La demanda se centraba en el proyecto aprobado por el Ayuntamiento para crear un tramo de conexión peatonal de aproximadamente 30 metros que permita dar continuidad entre dos paseos marítimos existentes en la zona y que ya está operativo. La obra, fue valorada en 57.867 euros, lo que incluye la demolición parcial de los cerramientos -ya realizada con el aval de la primera sentencia-; y la adecuación del espacio para personas con movilidad reducida, con la construcción de rampas en los accesos norte y sur a la zona habilitada al tránsito peatonal -las sillas de ruedas y vehículos de movilidad no pueden circular por este tramo-; la instalación de elementos de protección de los desniveles del acantilado en su frente marítimo y el desmontaje de instalación de alumbrado en la zona de propiedad privada, ahora con instalaciones expuestas al paso de peatones.
Todas obras que están pendiente de licitar y adjudicar, según indicaron ayer fuentes del equipo de gobierno a INFORMACIÓN. Los afectados por la expropiación del suelo -una comunidad de propietarios y una empresa- recurrieron la sentencia del Juzgado de Elche de mayo de 2025, pero al Ayuntamiento decidió ejecutar aquella sentencia sin esperar al resultado del recurso, que se produjo a finales de noviembre.
El municipio no había informado de que la sentencia se había recurrido.

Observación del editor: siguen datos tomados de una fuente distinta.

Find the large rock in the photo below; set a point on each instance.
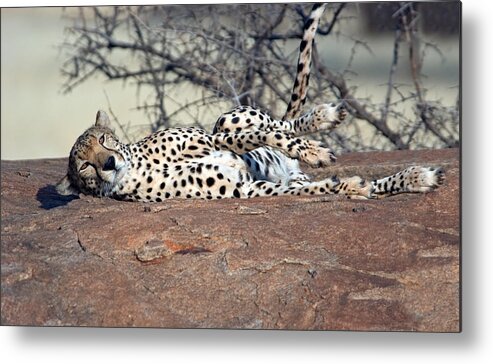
(323, 263)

La senda ya reabierta en agosto de 2025 / INFORMACIÓN
Falta de competencia
Los demandantes habían argumentado la falta de competencia municipal para acometer las obras, ya que se ejecutarían sobre terrenos afectos a servidumbres de tránsito y protección reguladas por la Ley de Costas. También denunciaron la ausencia de declaración explícita de utilidad pública necesaria para la expropiación de los terrenos afectados, y calificaron la actuación municipal como una «vía de hecho».
Todas las autorizaciones
Sin embargo, el alto tribunal ha rechazado todos estos argumentos. En su resolución, la Sala de lo Contencioso-Administrativo considera que el Ayuntamiento ostenta la competencia legal para aprobar este proyecto de obras municipales, especialmente al contar con las autorizaciones necesarias tanto del Servicio Provincial de Costas del Ministerio para la Transición Ecológica como de la Dirección General de Puertos, Aeropuertos y Costas de la Generalitat Valenciana.

Apertura del paso peatonal el pasado verano con la retirada del acceso privado / D. Pamies
Utilidad pública
Respecto a la declaración de utilidad pública, el tribunal señala que esta «se entiende implícita en la aprobación del proyecto municipal de obras», tal como establece el artículo 10 de la Ley de Expropiación Forzosa. La sentencia destaca que el objeto del proyecto no es la construcción de un nuevo paseo, sino «la reapertura al público de un paseo preexistente que había estado abierto de facto al público durante muchos años», garantizando así una servidumbre de tránsito peatonal establecida por ley.
El TSJCV también desestima la calificación de «vía de hecho» al considerar que existe un procedimiento administrativo completo con las oportunas notificaciones y audiencias a los interesados, incluyendo el trámite de información pública publicado en el Boletín Oficial de la Provincia de Alicante.
Con esta sentencia, el proyecto municipal puede continuar para la ejecución de las obras, que según el consistorio supondrá la recuperación de un espacio público y la mejora de la accesibilidad peatonal en el litoral de Orihuela.